Amavas-me, Senhor, quando atingiu meu peito
O Espírito de luz, o meu Consolador
E com tesouros mil, de teu favor perfeito,
Trouxe à minha alma a fé em que hoje me deleito.
Meu Deus, que amor!
Meu Deus, que antigo amor!

Deliciei-me pensando sobre isto e continuo agora, tentando trazer de volta as coisas que vieram à minha mente enquanto cantei estas declarações—afirmações inseridas num hino que se concentra na maneira em que todas as três pessoas da divindade participaram do projeto de incluir a mim, Betty, no rol das pessoas eternamente amadas por Deus, desde antes da criação do mundo.

A pergunta que surgiu, e na qual fiquei pensando, foi a seguinte: Quando foi mesmo que o Espírito Santo “atingiu meu peito”? Quando foi que Ele “trouxe à minha alma” esta “fé em que hoje me deleito”? Estes “quandos” foram simultâneos, paralelos, seqüenciais ou complementares? Sei que captei naqueles rápidos momentos, entre o término do hino e o início do sermão, um vislumbre da riqueza da compreensão do pacto da graça—da aliança entre Deus e meus pais—simbolizada pelo batismo que recebi, poucos dias depois do meu nascimento, numa pequena igreja reformada no Canadá. Percebo que, naquele ato de apresentação a Deus e compromisso, quando meus pais prometeram me criar “na disciplina e correção do Senhor”, o Espírito Santo já havia iniciado o processo da minha redenção, que culminaria num relacionamento recíproco, em que Ele faria moradia em mim para sempre.

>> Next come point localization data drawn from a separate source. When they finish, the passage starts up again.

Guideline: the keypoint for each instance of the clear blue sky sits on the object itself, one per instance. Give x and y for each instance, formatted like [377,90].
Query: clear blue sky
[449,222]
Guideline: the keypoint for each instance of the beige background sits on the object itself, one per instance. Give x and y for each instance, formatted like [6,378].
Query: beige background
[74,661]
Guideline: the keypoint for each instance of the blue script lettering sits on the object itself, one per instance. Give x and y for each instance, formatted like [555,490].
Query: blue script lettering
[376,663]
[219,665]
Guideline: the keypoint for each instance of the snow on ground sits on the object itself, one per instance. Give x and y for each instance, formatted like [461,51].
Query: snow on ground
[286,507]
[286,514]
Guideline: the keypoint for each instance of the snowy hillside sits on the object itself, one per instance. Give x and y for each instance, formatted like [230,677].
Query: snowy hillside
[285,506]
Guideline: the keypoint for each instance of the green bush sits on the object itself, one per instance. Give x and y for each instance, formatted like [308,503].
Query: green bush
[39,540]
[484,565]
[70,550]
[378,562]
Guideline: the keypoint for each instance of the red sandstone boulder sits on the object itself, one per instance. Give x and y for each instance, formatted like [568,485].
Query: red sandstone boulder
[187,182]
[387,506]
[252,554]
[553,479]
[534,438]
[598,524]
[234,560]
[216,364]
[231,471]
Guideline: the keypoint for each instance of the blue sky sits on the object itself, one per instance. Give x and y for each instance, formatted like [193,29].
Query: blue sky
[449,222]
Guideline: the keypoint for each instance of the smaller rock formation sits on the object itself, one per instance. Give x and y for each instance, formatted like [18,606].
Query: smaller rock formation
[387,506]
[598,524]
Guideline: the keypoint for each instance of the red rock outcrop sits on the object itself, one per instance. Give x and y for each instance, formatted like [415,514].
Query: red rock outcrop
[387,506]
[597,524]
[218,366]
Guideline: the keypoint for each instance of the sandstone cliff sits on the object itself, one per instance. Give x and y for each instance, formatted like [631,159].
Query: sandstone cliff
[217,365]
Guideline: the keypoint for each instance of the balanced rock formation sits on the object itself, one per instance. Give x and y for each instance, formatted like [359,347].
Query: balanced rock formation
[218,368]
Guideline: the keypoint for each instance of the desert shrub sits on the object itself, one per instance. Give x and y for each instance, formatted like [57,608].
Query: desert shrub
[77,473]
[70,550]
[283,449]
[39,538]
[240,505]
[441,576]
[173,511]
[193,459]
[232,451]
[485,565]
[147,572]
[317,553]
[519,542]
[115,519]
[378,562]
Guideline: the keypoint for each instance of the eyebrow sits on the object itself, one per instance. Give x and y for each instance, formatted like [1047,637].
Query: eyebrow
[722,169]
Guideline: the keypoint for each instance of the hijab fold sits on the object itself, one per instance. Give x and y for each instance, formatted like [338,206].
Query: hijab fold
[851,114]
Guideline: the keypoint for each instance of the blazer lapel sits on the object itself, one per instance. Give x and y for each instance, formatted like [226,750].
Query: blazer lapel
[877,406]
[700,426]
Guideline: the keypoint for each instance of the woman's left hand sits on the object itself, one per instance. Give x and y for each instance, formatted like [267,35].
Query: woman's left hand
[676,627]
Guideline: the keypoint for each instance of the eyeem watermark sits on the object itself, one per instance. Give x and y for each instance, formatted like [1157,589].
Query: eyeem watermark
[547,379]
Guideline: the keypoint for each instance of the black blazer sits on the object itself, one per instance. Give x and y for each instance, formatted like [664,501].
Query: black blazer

Eu não sou capaz de rápida e naturalmente apresentar um argumento lógico e ordenado a favor do batismo infantil e em prol da importância do conceito do pacto da graça. Entretanto, confesso que sinto fortemente que existe algo muito especial em acreditar que Deus quer que a criança seja considerada e tratada como sendo parte da família dele desde o começo. A minha experiência se une à minha compreensão do plano redentivo de Deus, conforme os dados das Escrituras, e resulta neste sentimento.

É verdade que tenho muitos preciosos irmãos e irmãs “batistas” e de outras denominações que acreditam diferentemente. Mas, entre estes, tenho conhecidos que vivem constantemente preocupados com a salvação dos seus filhos, que ainda não têm “pedido para Jesus ficar no seu coração”. Sei de pais que choram porque seu filho pré-adolescente morreu sem ter assumido um compromisso concreto com Deus, e ele nem era rebelde. E vivencio a vida dupla que outras crianças e jovens levam porque declararam crer cedo demais, apenas para apaziguar os pais que precisavam se apegar ao momento em que seu filho havia “aceito Jesus”. Noto, também, a necessidade destas pessoas “dedicarem” os seus filhos assim que nascem, trazendo-os à igreja, apresentando-os à congregação e aos irmãos queridos. É como se a natureza clamasse por um cerimonial que é tão belamente retratado no batismo infantil.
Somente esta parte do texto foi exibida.